# MCP server

`craftdriver` ships a [Model Context Protocol](https://modelcontextprotocol.io)
server so hosted / sandboxed AI agents (Claude Desktop, Claude Code,
Cursor, Windsurf, Zed, Goose, Gemini CLI, …) can drive a real browser
without managing a daemon, a socket, or filesystem access.

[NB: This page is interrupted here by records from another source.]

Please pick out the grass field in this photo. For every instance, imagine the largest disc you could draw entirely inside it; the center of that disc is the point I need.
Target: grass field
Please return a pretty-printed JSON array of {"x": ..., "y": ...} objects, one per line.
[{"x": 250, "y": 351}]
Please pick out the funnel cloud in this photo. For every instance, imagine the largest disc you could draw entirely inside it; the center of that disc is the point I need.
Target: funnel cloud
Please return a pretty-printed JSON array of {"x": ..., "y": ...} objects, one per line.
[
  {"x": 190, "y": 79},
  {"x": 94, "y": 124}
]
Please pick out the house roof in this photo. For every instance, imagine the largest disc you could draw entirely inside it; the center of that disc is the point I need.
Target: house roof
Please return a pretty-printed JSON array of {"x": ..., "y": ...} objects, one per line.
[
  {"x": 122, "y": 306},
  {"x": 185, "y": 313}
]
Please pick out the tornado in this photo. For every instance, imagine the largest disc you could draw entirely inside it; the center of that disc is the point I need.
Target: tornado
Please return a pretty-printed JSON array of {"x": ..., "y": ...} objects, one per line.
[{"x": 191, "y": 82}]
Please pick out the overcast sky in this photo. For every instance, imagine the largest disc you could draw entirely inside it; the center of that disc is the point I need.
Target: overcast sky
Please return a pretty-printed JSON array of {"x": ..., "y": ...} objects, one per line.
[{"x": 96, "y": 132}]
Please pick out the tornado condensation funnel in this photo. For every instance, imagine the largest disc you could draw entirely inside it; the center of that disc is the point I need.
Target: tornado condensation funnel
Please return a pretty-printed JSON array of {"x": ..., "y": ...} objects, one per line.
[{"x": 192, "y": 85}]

It is a **peer to the CLI**, not a wrapper. Both share the same
dispatcher and error codes, but the MCP server returns a richer
post-action payload (compact a11y snapshot, diffed from the previous
turn) that text models can act on directly.

```bash
# Start once via your MCP client — examples below
npx -y craftdriver mcp
```

The server speaks JSON-RPC 2.0 on stdio. The browser launches lazily
on the first tool call and shuts down when the client disconnects.

## Install snippets

### Claude Code / Claude Desktop

```bash
claude mcp add craftdriver -- npx -y craftdriver mcp
```

### Cursor / Windsurf / Zed (`.cursor/mcp.json` and similar)

```json
{
  "mcpServers": {
    "craftdriver": {
      "command": "npx",
      "args": ["-y", "craftdriver", "mcp"]
    }
  }
}
```

### Gemini CLI

```bash
gemini mcp add craftdriver npx -y craftdriver mcp
```

### Goose

```bash
goose configure   # add craftdriver as a stdio server
```

## Tools

Compact set — 14 tools, one line each. Long help lives in the schema
description; clients render it in the model's context once per session.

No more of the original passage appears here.